Problem: Error When Installing pyodbc on a Cluster

Problem

One of the following errors occurs when you use pip to install the pyodbc library.

java.lang.RuntimeException: Installation failed with message: Collecting pyodbc
"Library installation is failing due to missing dependencies. sasl and thrift_sasl are optional dependencies for SASL or Kerberos support"

Cause

Although sasl and thrift_sasl are optional dependencies for SASL or Kerberos support, they need to be present for pyodbc installation to succeed.

Solution

Set up solution in a single notebook

  1. In the notebook, check the version of thrift and upgrade to the latest version.

    %sh
    pip list | egrep 'thrift-sasl|sasl'
    pip install --upgrade thrift
    
  2. Ensure that dependent packages are installed.

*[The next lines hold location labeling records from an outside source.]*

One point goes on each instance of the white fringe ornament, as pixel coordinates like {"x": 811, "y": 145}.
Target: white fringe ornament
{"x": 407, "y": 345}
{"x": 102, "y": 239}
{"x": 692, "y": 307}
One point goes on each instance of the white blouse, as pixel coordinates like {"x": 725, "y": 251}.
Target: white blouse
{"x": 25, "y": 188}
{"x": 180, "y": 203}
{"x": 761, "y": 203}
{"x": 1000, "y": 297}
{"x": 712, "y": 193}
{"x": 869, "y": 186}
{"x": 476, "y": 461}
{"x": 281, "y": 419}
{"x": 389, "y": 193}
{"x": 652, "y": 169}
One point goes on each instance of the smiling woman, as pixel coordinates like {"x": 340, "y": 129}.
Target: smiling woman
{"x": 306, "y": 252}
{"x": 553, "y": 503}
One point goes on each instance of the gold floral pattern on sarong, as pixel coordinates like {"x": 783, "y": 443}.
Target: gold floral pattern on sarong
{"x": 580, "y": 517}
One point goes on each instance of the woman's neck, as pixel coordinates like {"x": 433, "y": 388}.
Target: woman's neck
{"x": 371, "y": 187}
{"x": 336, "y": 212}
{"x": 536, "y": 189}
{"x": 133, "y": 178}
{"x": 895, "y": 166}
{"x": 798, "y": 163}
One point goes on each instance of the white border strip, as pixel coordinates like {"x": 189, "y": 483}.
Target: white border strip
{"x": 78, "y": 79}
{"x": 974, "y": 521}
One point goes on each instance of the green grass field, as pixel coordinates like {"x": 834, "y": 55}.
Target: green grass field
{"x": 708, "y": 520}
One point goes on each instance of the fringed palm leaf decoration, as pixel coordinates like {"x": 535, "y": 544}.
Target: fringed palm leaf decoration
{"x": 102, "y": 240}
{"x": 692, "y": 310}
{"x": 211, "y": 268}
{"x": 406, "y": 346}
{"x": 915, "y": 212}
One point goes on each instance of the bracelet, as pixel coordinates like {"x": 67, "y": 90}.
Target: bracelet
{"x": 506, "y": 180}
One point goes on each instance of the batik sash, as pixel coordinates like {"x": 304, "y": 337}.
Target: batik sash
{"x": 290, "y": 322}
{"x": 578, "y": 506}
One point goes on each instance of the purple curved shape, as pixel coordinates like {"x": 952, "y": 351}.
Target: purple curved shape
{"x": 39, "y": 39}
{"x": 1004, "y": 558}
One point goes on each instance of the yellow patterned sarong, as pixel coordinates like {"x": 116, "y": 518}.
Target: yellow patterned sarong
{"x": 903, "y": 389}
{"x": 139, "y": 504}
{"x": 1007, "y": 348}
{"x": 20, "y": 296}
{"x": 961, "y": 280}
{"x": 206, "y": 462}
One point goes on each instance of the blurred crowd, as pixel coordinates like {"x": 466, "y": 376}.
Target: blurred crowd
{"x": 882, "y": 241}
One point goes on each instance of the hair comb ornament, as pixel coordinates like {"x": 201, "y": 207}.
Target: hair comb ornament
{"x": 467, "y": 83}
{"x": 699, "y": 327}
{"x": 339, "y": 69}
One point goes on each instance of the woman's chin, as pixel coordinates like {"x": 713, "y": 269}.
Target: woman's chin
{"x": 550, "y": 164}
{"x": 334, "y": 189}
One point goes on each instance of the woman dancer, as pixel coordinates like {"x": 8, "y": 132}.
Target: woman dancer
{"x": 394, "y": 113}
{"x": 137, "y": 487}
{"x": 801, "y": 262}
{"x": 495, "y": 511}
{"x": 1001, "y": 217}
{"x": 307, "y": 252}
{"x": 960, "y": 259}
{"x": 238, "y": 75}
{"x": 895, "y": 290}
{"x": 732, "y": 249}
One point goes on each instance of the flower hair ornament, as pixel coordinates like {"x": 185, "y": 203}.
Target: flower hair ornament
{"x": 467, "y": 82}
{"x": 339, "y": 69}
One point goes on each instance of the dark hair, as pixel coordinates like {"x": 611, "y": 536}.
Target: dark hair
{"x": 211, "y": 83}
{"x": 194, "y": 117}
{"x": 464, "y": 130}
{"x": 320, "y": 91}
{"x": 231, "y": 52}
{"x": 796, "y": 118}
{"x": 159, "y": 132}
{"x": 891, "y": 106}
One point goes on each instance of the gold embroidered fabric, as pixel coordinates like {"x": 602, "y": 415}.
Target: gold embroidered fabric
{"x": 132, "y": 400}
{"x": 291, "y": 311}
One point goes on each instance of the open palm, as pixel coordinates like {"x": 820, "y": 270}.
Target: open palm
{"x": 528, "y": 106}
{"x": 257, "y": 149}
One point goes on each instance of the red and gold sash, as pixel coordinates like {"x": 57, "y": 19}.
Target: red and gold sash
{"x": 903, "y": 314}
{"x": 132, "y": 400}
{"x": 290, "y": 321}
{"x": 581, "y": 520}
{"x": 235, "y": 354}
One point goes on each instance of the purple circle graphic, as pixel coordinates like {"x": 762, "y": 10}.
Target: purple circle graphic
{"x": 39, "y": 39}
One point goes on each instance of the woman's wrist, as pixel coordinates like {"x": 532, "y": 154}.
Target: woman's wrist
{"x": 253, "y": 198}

    %sh dpkg -l | egrep 'thrift_sasl|libsasl2-dev|gcc|python-dev'
    
  3. Install nnixodbc before installing pyodbc.

    %sh sudo apt-get -y install unixodbc-dev libsasl2-dev gcc python-dev
    

Set up solution as a cluster-scoped init script

You can put these commands into a single init script and attach it to the cluster. This ensures that the dependent libraries for pyodbc are installed before the cluster starts.

  1. Create the base directory to store the init script in, if the base directory does not exist. Here, use dbfs:/databricks/<directory> as an example.

    dbutils.fs.mkdirs("dbfs:/databricks/<directory>/")
    
  2. Create the script and save it to a file.

    dbutils.fs.put("dbfs:/databricks/<directory>/tornado.sh","""
    #!/bin/bash
    pip list | egrep 'thrift-sasl|sasl'
    pip install --upgrade thrift
    dpkg -l | egrep 'thrift_sasl|libsasl2-dev|gcc|python-dev'
    sudo apt-get -y install unixodbc-dev libsasl2-dev gcc python-dev
    """,True)
    
  3. Check that the script exists.

    display(dbutils.fs.ls("dbfs:/databricks/<directory>/tornado.sh"))
    
  4. On the cluster configuration page, click the Advanced Options toggle.

  5. At the bottom of the page, click the Init Scripts tab.

    ../_images/db-init-script-ui.png
  6. In the Destination drop-down, select DBFS, provide the file path to the script, and click Add.

  7. Restart the cluster

For more details about cluster-scoped init scripts, see Cluster-scoped init scripts.